El archivo de los verdugos. A propósito de The Act of Killing, de Joshua Oppenheimer

por Mariano Sverdloff

Quizá la explicación de esta pregnancia del kitsch haya que buscarla en el hecho de que un lenguaje simplificado y pueril es el que mejor expresa la pobreza imaginaria de estos verdugos que dicen lo que hacen y hacen lo que dicen: la chocante literalidad de los asesinos permite adivinar un motivo infantil o regresivo. Cuando Anwar Congo se presenta ante la Televisión de la República de Indonesia con un sombrero cowboy de cotillón, advertimos un rasgo siniestramente aniñado, la superficialidad de quien ha adelgazado al mínimo las mediaciones en beneficio del puro pasaje al acto. Y es a partir de esta forma candorosa y homicida de representarse la realidad, que los verdugos se relacionan con la belleza natural, humana o artística, y producen sus fantasmagorías estéticas. La armonía de los paisajes naturales, el primor de las jóvenes bailarinas o el arte cinematográfico mismo devienen los signos visibles y festivos del asesinato. En The Act of Killing, toda belleza está confiscada por la violencia homicida: así, al observar a esas sonrientes promotoras de los shoppings indonesios que participan con toda ingenuidad de la estética de las grandes marcas globalizadas, es imposible no pensar en las violaciones gozosamente relatadas por el paramilitar Safit Pardede, o en las bromas soeces a las que el jerarca del Pancasila Yapto Soerjosoemarno somete a la servicial joven que funge de caddy en sus juegos de golf.
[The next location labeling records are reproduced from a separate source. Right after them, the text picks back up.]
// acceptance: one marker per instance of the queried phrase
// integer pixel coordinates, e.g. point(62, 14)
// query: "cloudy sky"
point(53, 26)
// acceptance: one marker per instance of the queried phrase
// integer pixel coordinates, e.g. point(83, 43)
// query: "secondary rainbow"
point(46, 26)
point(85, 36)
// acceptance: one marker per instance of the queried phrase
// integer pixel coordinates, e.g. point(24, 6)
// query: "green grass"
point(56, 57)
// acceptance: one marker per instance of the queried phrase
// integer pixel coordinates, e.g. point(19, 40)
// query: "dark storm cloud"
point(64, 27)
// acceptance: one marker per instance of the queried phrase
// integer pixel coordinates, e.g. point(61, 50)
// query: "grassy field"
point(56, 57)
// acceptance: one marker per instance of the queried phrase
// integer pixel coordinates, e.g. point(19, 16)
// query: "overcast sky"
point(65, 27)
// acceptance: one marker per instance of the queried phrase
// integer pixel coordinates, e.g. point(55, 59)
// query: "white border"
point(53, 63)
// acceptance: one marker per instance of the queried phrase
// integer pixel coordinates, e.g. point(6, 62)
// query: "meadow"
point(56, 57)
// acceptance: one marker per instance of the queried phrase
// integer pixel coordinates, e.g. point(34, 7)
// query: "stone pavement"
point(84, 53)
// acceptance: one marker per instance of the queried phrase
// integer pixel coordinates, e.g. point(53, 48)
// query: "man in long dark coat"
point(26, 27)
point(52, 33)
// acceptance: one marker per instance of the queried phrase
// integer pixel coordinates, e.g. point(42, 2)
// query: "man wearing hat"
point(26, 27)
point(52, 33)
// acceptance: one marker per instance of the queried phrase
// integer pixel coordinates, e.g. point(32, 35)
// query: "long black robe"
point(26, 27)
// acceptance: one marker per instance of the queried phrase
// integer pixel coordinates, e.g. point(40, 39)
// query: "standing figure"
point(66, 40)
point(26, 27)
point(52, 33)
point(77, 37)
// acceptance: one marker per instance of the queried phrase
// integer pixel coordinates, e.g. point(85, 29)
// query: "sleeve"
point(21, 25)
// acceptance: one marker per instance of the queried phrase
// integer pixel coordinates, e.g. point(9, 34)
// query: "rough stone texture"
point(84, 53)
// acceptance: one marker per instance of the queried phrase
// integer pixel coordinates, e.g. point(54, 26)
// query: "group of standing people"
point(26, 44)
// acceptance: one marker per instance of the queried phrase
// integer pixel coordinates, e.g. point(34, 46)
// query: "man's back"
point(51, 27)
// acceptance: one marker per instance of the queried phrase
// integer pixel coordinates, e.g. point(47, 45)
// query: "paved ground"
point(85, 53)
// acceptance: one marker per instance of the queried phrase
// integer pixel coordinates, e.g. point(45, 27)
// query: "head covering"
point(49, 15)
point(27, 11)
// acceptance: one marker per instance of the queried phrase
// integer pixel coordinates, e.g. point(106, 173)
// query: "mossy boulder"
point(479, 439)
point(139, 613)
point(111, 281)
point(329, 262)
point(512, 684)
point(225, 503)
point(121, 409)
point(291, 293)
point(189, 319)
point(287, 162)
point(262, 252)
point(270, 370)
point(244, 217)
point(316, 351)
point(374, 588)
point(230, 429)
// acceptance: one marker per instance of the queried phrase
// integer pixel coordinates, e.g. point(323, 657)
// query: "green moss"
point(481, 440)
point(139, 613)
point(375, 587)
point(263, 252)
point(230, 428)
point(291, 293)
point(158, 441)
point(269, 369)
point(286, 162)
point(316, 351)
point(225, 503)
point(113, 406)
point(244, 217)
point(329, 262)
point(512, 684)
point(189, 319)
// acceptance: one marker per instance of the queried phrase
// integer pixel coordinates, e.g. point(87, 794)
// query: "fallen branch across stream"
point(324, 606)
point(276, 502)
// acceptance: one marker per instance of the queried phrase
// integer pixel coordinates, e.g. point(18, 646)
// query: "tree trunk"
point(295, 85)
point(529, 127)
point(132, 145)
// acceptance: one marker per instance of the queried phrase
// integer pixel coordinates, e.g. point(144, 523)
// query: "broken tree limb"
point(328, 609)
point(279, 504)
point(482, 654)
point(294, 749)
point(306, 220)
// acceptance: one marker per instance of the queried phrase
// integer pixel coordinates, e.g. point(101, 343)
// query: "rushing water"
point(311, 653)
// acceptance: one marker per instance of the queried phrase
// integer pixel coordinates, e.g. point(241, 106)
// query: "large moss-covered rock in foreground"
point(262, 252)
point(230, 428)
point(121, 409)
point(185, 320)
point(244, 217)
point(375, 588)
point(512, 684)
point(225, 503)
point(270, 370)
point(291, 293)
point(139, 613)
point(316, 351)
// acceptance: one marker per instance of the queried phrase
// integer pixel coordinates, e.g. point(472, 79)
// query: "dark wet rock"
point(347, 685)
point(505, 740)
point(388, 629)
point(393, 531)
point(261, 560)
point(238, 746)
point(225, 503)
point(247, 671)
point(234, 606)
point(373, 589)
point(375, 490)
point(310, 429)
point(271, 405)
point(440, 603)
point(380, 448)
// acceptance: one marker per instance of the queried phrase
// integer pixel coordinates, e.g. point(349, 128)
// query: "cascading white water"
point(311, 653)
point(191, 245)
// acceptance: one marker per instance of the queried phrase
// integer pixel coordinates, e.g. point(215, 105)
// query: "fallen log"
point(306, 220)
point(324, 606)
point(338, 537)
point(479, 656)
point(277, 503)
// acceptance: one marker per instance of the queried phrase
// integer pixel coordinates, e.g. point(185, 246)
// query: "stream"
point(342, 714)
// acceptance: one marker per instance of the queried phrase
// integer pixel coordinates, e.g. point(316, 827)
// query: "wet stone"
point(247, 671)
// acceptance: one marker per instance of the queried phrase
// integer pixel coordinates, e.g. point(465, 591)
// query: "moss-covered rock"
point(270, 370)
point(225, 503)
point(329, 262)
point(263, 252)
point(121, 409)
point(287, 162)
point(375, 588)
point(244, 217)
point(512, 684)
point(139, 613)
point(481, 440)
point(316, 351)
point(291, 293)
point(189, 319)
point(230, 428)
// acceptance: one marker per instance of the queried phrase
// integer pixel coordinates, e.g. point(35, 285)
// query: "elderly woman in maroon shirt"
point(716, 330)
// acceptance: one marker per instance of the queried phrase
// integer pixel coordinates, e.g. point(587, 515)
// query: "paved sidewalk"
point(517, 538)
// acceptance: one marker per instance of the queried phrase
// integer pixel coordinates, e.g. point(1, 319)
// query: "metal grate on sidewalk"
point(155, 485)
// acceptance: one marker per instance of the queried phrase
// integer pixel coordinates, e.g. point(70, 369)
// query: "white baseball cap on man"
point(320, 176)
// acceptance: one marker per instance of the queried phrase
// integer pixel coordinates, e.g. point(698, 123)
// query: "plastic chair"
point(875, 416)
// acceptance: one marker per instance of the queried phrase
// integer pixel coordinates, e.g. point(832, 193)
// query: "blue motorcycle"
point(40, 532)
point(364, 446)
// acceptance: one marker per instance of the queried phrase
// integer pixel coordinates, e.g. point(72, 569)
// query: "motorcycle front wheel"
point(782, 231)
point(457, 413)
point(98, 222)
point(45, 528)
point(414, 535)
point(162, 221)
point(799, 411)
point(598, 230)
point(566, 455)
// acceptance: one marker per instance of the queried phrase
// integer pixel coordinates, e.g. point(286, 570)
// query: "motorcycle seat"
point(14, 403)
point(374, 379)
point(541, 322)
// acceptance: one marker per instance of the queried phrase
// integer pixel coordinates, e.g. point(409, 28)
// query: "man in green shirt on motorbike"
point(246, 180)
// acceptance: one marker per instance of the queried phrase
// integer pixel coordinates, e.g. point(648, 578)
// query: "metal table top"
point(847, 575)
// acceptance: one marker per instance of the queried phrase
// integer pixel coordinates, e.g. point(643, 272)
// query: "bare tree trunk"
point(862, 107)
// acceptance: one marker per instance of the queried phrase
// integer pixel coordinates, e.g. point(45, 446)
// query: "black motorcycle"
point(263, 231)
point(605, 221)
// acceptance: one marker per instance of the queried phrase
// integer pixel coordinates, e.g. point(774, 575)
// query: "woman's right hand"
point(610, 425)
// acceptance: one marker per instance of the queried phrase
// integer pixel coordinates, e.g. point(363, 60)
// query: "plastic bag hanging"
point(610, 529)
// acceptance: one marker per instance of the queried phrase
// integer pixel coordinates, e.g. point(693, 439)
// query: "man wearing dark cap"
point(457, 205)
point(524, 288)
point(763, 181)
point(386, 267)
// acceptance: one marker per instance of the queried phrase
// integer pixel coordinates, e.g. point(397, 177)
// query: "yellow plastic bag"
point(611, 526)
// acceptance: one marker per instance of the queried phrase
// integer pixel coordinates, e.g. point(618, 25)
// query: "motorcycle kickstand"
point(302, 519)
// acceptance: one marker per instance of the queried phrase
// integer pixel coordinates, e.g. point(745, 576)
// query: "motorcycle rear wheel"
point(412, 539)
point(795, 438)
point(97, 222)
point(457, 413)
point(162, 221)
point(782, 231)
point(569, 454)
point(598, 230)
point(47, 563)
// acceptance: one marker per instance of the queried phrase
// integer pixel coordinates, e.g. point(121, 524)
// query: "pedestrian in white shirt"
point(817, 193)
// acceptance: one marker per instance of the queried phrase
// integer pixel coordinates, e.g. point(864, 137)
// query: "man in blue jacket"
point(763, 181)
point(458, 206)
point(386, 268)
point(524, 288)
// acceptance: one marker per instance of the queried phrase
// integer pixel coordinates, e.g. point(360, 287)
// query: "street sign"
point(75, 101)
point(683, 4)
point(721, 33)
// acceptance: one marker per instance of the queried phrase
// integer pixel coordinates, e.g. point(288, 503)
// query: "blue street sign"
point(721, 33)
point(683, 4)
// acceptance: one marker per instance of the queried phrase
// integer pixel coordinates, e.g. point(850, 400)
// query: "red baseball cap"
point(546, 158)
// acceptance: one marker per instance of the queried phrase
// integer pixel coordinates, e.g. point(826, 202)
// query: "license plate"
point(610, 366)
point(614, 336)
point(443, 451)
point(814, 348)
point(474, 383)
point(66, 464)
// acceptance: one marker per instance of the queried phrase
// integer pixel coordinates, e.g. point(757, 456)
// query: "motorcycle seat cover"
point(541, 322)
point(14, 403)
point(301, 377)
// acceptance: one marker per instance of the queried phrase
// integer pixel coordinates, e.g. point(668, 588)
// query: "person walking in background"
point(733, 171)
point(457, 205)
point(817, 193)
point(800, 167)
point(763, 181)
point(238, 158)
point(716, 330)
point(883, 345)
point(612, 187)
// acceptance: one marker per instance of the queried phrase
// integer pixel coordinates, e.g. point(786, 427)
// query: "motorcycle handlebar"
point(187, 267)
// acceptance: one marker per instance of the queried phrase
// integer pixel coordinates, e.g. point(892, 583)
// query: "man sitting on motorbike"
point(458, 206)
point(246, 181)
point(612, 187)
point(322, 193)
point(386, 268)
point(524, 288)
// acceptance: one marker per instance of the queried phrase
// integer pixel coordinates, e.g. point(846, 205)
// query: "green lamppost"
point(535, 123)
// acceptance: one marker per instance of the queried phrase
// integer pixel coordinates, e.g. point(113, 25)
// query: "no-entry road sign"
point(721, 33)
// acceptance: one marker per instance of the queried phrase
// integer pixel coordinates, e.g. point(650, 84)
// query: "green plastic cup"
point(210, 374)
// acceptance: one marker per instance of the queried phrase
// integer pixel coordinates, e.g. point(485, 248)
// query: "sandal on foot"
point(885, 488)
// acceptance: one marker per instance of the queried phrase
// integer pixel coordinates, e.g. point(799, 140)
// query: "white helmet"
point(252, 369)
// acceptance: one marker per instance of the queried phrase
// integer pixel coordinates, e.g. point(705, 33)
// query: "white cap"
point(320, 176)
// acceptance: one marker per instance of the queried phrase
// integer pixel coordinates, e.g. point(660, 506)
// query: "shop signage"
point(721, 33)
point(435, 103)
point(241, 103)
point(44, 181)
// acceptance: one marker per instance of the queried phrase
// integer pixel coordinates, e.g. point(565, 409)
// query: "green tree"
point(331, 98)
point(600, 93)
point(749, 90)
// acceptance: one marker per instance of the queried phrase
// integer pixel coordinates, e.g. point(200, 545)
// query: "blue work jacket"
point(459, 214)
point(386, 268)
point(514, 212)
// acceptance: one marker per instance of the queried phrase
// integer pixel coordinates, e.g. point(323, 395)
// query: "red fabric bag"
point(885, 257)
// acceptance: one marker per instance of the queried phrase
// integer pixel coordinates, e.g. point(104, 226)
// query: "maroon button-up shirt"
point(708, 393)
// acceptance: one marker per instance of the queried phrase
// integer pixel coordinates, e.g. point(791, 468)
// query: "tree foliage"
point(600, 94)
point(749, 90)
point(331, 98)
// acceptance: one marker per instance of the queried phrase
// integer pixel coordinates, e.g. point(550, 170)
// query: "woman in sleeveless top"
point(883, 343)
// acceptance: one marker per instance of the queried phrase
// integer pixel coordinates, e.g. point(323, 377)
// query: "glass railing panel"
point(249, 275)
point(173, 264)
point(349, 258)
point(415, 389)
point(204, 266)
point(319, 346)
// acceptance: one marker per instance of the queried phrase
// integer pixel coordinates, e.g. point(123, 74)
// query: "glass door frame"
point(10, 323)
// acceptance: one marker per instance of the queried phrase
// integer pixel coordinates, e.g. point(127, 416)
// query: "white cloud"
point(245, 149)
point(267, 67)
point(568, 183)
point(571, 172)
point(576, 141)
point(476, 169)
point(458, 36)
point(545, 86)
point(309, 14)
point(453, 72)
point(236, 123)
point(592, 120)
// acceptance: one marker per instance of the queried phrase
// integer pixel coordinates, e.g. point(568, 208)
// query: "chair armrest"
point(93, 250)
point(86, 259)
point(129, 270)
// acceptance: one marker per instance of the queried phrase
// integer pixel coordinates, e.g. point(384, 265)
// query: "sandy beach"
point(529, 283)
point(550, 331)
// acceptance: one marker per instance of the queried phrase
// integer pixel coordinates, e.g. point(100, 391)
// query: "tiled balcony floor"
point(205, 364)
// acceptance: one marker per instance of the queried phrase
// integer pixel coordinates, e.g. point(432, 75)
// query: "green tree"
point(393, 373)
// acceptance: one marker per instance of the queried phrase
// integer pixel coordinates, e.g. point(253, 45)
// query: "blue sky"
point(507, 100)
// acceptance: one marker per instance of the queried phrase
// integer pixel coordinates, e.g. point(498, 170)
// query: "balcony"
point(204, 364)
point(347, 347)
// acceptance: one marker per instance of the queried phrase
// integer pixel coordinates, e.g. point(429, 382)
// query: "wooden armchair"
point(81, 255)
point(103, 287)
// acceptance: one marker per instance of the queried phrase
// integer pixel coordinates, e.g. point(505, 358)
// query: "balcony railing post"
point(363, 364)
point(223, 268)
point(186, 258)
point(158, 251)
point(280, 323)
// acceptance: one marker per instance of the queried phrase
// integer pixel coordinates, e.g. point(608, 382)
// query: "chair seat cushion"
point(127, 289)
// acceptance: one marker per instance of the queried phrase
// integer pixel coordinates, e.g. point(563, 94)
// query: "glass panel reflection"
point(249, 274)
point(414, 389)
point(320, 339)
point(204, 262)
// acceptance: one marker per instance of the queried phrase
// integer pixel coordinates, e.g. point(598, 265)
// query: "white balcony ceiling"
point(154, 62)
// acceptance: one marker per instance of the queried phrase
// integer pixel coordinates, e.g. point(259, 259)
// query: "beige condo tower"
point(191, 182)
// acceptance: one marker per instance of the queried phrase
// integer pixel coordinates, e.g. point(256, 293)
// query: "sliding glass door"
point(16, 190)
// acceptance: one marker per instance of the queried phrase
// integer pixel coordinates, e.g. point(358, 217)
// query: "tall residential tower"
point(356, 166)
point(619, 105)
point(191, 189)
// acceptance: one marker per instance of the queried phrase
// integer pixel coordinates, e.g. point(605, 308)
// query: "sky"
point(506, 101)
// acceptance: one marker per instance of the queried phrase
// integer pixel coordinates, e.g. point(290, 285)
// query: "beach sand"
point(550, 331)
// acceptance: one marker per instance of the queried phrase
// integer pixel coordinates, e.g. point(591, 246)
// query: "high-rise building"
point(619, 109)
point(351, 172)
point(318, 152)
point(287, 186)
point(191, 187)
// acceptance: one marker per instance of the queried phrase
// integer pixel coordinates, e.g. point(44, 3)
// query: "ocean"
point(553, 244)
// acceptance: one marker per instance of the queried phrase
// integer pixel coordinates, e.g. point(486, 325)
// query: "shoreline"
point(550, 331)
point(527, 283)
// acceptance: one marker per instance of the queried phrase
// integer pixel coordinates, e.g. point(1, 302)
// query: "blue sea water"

Uno de los grandes méritos de The Act of Killing es volver visible el imaginario de los asesinos, a través de una perspectiva que, por su fluctuación entre cercanía condescendiente y distancia crítica, recuerda al indirecto libre flaubertiano. Vacilación que es perceptible en Arsan & Aminah, la película adentro de la película que tiene a los verdugos como actores protagónicos, de la cual Oppenheimer nos muestra algunas escenas. En ella, el kitsch de los verdugos se trueca en una suerte de camp goyesco o alucinado: piénsese si no en ese momento apoteótico en el cual, delante de unas cascadas de ensueño, y con un coro que parece el de una iglesia evangelista, un actor caracterizado como prisionero torturado le entrega a Anwar Congo una medalla y le dice “gracias por haberme asesinado”. Una escena increíble que tiene algo de esa ecuménica reconciliación entre víctima y victimario puede leerse en el “Gran Teatro integral de Oklahoma” de Franz Kafka, donde “todo el mundo tiene su lugar”. Oppenheimer hace estallar el imaginario kitsch de los verdugos y revela sus cimientos tenebrosos: lo destripa como a ese oso de peluche que Anwar Congo y Herman Koto mutilan para representar un interrogatorio en el cual se tortura a un niño delante de su padre.